Score	Description		Definition
			*Riker Sedation-Agitation Scale (SAS)*
7	Dangerous agitation		Pulling at endotracheal tube (ETT), trying to remove catheters, climbing over bedrail, striking staff, thrashing side to side
6	Very agitated		Does not calm despite frequent verbal reminding of limits, requires physical restraints, biting ETT
5	Agitated		Anxious or mildly agitated, attempting to sit up, calm down to verbal instructions
4	Calm and cooperative		Calm, awakens easily, follows commands
3	Sedated		Difficult to arouse, awakens to verbal stimuli or gentle shaking but drifts off again, follows simple commands
2	Very sedated		Arouse to physical stimuli but does not communicate or follow commands, may move spontaneously
1	Unarousable		Minimal or no response to noxious stimuli, does not communicate or follow commands
			*Motor Activity Assessment Scale (MAAS)*
6	Dangerous agitation		No external stimulus is required to elicit movement and patient is uncooperative pulling at tubes or catheters or thrashing side to side or striking at staff or trying to climb out of bed and does not calm down when sedated
5	Agitated		No external stimuli is required to elicit movement and attemping to sit up or move limbs out of bed and does not consistently follow commands (e.g., will lie down when asked but soon reverts to attempts to sit up or move limbs out of bed)

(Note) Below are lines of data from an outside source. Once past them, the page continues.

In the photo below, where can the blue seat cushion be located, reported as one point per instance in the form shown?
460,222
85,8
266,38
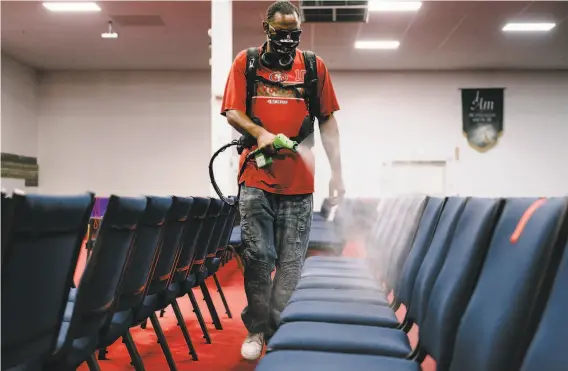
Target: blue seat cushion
337,283
235,239
287,360
324,237
213,267
347,272
335,337
346,312
340,295
338,262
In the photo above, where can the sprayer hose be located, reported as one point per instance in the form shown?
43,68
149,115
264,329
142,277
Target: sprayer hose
212,175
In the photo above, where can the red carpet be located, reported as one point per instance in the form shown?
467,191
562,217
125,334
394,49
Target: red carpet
224,352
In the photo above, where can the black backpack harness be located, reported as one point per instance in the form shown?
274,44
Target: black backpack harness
310,96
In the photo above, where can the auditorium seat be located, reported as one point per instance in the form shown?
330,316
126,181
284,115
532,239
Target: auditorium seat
133,286
547,350
212,262
498,311
40,251
198,268
157,296
469,238
96,294
184,278
448,219
403,289
522,254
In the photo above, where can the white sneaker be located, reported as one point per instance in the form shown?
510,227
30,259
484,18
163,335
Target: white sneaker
251,350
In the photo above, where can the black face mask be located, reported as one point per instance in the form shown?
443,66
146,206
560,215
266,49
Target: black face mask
283,44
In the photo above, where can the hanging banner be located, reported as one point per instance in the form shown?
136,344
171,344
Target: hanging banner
482,112
20,167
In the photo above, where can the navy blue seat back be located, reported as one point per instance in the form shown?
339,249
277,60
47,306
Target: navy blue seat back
502,304
420,246
218,231
405,238
41,252
548,347
6,208
97,290
457,278
206,232
191,232
146,249
435,257
172,242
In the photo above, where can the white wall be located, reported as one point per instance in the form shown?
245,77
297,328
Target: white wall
126,132
147,132
417,116
19,131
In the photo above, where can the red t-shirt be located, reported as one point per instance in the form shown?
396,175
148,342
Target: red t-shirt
280,112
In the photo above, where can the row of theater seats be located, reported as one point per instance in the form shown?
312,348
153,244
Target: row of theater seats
149,252
484,280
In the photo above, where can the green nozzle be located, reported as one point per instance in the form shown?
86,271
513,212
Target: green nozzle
281,141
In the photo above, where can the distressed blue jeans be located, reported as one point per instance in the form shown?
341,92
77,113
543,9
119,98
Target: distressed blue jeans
275,232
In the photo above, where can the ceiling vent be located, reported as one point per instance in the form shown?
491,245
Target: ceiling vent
334,11
138,20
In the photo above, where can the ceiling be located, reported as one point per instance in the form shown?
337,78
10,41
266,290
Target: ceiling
173,35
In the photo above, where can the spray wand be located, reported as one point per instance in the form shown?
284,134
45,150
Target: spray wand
262,160
281,141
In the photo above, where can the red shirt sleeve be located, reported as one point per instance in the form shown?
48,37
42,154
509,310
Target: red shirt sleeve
328,100
235,96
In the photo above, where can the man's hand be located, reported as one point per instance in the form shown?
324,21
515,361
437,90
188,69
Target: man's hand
266,142
336,189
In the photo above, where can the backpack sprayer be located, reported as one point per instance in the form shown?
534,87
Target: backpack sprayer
261,158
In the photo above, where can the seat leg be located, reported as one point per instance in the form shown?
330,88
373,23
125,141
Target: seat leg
163,342
418,354
93,364
222,294
211,306
199,316
184,331
102,354
133,352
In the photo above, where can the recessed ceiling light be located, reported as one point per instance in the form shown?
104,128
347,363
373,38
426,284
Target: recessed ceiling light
393,6
65,6
528,27
110,34
377,44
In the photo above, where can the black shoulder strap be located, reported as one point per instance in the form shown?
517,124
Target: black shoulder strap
252,65
311,84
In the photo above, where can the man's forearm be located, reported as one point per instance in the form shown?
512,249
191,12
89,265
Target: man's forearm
330,140
243,124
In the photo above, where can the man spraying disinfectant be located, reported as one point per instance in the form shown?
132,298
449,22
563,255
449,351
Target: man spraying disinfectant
273,96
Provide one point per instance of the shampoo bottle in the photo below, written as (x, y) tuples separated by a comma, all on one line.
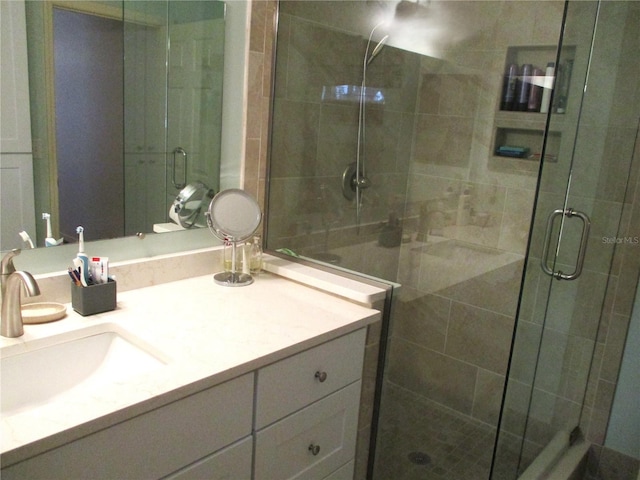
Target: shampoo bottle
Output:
[(548, 87)]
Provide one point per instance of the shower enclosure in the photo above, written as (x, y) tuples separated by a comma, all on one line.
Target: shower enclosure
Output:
[(511, 226)]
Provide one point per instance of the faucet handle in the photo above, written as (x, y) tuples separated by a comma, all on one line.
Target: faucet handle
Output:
[(7, 267)]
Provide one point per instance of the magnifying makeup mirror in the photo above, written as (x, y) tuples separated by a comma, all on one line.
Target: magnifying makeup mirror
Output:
[(233, 217)]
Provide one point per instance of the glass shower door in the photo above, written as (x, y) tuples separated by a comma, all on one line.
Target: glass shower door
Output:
[(579, 206)]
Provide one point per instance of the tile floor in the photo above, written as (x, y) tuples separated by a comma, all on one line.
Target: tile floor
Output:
[(458, 447)]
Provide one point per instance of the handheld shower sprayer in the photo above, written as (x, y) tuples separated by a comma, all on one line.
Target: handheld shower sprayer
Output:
[(377, 49)]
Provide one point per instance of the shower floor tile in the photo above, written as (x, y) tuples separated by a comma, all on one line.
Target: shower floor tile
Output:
[(447, 445)]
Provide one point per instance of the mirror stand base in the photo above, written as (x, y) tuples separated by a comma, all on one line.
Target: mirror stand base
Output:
[(232, 279)]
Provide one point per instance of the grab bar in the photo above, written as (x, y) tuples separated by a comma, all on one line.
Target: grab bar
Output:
[(586, 225), (180, 151)]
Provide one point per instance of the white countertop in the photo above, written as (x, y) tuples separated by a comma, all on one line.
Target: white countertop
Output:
[(207, 334)]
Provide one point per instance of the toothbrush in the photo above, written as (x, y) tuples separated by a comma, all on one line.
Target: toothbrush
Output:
[(82, 257), (26, 238), (50, 241)]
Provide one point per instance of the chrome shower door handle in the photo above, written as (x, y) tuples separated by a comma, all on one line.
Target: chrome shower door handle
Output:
[(586, 225), (179, 151)]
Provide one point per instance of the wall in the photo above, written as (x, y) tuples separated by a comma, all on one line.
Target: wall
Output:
[(442, 325)]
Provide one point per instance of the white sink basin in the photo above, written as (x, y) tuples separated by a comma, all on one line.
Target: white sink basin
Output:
[(51, 369)]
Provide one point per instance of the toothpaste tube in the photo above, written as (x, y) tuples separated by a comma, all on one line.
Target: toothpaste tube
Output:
[(99, 269)]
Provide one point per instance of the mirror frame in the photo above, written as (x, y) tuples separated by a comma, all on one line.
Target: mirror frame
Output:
[(45, 260)]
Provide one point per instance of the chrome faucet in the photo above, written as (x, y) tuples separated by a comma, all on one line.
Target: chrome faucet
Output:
[(6, 269), (11, 315)]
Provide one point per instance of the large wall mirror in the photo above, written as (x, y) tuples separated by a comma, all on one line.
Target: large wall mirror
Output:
[(132, 108)]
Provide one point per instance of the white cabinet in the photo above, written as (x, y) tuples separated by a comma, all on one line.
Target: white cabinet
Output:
[(313, 442), (307, 411), (16, 161), (231, 463), (300, 422), (154, 444), (15, 120)]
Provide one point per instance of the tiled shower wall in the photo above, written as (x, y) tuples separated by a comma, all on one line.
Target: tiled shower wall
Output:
[(447, 327)]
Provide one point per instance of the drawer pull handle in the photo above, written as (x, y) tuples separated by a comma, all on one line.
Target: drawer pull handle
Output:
[(314, 449)]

4	Restless and cooperative		No external stimuli is required to elicit movement and patient is picking at sheets or tubes or uncovering self and follows commands
3	Calm and cooperative		No external stimuli is required to elicit movement and patient is adjusting sheets or clothes purposefully and follows commands
2	Responsive to touch or name		Open eyes or raises eyebrows or turns head toward stimulus or moves limbs when touched or name is loudly spoken
1	Responsive only to noxious stimulus^a		Opens eyes or raises eyebrows or turns head toward stimulus or moves limbs with noxious stimuli
0	Unresponsive		Does not move with noxious stimuli
			*Ramsay Scale*
1	Awake		Patient anxious and agitated or restless or both
2		—	Patient cooperative, oriented, and tranquil
3		—	Patient responds to commands only
4	Asleep		A brisk response to a light glabellar tap or loud auditory stimulus
5		—	A sluggish response to light glabellar tap or loud auditory stimulus
6		—	No response to a light glabellar tap or loud auditory stimulus
^aNoxious stimuli = suctioning or 5 seconds of vigorous orbital, sterna, or nail bed pressure Riker RR, Picard JT, Fraser GL. Prospective evaluation of the Sedation-Agitation Scale for adult critically ill patients. Crit Care Med. 1999;27:1325-1329; Devlin JW, Boleski G, Mlynarek M, et al. Motor activity assessment scale: A valid and reliable sedation scale for use with mechanically ventilated patients in an adult surgical intensive care unit. Crit Care Med. 1999;27:1271-1275; Ramsay MA, Savege TM, Simpson BR, et al. Controlled sedation with alphaxalone-alphadolone. Br Med J. 1974;2:656-659.